Neulich berichtete ich jemandem von einer anstehenden innereuropäischen Flugreise – als Antwort kam ein sorgenvolles: „Das würde ich aber momentan nicht machen.“ Als hätte ich gerade erzählt, entspannten Strandurlaub in Somalia zu planen. Frei von diffuser Terrorangst bin ich natürlich auch nicht: Als ich kürzlich in der U-Bahn einem Typen gegenübersaß, der gleichzeitig mit verschiedenen Handys hantierte und dabei nervös aussah, habe ich kurz überlegt, auszusteigen. Ich selbst transportiere hin und wieder sperrige Koffer mit Musikinstrumenten durch die Stadt und ernte dabei in der U-Bahn ebenfalls skeptische Blicke, die sicher auch meinem – wie man mir oft attestiert – „nicht ganz deutschen“ Aussehen geschuldet sind.

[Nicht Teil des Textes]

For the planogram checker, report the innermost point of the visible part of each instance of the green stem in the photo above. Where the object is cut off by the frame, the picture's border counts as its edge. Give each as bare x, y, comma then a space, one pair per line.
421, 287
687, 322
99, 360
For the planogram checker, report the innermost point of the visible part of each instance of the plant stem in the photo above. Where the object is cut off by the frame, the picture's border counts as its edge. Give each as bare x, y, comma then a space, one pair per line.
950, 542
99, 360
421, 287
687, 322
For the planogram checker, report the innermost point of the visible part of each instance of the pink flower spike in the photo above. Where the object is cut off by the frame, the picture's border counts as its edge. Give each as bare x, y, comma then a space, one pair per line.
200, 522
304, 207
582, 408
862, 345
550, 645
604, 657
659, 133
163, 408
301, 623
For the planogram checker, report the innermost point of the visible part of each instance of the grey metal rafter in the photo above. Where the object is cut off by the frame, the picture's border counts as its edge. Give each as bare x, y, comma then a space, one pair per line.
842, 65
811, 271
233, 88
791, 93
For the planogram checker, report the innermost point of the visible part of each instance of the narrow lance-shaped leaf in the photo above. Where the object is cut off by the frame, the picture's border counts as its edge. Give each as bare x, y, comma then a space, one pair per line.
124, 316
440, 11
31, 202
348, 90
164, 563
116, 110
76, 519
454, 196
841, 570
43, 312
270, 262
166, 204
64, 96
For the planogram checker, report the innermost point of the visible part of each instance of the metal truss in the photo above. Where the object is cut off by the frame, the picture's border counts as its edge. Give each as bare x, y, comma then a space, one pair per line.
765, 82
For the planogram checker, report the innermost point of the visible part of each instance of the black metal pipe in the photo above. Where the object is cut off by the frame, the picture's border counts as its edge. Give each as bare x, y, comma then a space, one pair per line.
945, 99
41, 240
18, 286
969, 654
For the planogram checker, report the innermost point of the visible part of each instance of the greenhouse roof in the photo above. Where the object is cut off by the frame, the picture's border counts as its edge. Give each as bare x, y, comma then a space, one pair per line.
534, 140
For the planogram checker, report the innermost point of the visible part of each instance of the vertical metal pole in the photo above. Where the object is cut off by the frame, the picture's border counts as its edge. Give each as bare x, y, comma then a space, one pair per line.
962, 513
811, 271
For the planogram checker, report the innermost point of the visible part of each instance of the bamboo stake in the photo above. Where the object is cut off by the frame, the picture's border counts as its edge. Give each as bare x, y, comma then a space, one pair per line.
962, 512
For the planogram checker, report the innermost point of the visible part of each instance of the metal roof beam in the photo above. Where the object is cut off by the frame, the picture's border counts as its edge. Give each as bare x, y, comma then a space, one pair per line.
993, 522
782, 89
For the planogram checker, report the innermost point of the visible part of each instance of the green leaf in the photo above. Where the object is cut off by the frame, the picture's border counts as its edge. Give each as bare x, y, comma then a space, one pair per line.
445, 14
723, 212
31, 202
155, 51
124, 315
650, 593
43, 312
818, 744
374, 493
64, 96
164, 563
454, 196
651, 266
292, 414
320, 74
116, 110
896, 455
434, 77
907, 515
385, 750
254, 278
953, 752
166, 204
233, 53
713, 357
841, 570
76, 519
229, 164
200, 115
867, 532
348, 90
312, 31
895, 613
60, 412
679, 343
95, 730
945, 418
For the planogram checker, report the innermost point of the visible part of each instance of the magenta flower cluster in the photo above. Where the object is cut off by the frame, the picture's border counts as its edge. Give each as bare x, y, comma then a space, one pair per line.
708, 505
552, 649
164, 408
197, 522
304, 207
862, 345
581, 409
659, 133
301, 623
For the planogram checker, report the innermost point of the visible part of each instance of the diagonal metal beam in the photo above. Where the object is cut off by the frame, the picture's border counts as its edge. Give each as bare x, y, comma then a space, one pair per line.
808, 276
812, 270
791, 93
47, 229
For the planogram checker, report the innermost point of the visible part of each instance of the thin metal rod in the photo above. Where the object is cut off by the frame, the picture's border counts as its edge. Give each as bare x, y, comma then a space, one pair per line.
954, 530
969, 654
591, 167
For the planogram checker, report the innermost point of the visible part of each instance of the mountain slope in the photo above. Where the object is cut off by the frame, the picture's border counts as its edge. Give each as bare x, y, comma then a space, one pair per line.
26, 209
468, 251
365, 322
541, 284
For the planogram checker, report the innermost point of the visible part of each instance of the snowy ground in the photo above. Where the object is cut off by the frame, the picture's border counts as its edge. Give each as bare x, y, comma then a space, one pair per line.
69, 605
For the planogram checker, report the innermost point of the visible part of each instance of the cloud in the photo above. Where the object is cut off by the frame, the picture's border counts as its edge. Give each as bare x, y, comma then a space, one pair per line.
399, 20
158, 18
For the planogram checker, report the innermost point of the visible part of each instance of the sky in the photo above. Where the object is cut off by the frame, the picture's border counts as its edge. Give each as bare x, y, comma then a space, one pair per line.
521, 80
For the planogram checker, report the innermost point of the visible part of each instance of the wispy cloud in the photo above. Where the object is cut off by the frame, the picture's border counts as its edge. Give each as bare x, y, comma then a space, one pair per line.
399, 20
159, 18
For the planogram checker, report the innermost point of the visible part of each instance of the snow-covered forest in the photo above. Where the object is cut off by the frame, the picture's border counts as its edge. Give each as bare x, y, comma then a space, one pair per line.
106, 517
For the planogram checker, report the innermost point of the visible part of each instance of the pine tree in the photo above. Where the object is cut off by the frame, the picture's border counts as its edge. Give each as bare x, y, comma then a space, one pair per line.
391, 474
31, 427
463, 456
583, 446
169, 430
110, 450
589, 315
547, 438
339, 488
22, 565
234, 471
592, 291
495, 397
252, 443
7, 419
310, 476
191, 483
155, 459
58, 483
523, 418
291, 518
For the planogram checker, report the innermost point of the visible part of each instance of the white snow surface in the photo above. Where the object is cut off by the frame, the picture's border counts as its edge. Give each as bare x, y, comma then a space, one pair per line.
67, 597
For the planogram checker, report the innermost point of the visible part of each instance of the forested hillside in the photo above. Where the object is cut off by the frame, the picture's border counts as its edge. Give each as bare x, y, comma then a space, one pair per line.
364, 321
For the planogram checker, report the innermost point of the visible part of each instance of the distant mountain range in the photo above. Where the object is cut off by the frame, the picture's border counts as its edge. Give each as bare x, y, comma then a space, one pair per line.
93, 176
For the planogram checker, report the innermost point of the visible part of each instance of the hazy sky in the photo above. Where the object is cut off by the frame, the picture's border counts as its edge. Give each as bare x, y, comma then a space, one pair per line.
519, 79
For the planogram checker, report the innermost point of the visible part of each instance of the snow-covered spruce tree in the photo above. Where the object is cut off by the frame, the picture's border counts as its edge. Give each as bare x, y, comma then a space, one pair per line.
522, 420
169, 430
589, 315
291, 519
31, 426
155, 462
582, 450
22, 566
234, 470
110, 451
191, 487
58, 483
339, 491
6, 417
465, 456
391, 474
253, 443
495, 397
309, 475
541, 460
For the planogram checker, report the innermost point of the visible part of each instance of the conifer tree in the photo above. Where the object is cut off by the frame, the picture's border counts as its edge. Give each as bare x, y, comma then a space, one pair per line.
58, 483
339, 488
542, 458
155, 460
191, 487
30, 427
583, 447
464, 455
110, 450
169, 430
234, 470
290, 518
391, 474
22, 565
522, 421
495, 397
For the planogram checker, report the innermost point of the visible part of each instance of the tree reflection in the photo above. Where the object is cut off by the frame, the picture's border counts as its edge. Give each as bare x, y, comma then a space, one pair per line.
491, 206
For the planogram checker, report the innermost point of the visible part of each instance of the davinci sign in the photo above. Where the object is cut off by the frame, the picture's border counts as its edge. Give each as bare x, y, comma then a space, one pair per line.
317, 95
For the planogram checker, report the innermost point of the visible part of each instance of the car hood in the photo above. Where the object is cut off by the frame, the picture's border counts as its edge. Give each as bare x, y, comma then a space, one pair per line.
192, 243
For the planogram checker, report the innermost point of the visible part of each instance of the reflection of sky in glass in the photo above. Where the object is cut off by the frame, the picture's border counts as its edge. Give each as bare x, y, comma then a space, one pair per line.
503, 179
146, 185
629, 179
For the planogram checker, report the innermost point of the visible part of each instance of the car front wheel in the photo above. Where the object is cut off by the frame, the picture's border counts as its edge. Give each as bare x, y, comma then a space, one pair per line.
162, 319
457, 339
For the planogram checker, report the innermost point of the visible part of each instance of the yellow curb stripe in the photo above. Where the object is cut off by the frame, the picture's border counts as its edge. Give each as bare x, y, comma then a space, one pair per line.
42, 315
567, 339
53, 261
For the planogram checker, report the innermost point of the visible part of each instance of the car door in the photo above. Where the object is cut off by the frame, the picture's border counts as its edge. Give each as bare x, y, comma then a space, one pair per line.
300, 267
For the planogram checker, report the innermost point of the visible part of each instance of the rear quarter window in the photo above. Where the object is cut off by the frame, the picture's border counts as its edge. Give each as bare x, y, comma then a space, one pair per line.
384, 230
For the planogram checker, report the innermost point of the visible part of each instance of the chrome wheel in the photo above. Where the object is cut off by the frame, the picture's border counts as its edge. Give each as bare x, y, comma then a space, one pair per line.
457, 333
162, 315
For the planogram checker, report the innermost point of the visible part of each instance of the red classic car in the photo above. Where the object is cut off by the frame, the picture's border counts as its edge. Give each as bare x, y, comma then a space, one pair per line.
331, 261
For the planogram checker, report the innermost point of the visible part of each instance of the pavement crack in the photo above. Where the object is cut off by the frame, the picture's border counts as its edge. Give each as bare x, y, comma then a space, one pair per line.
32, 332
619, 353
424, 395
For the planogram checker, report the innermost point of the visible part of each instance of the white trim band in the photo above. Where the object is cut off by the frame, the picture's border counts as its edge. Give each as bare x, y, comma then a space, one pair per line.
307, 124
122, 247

Ungünstig nur, dass man gerade in Berlin die öffentlichen Verkehrsmittel kaum meiden kann. Und selbst wenn – auf belebten Plätzen, im Restaurant und auf dem Konzert kann genauso plötzlich ein wildgewordener Jüngling mit Allmachtsfantasien und Sturmgewehr aufkreuzen. Wie also mit dieser Gefahr umgehen? Mir hilft es, Statistiken zu wälzen. Wesentlich gefährlicher als Terror sind beispielsweise Kühe, Radfahren, Schmerztabletten, Wespen und unvermittelt umstürzende Bäume. Ein Bekannter erzählte mir außerdem unlängst, dass es statistisch gesehen wahrscheinlicher wäre, an einem versehentlich verschluckten Bleistift zu sterben, als einem Terroranschlag zum Opfer zu fallen. Dass die eigentliche Bedrohung im Stifteknabbern liegt, ist seitdem mein beruhigendes Mantra.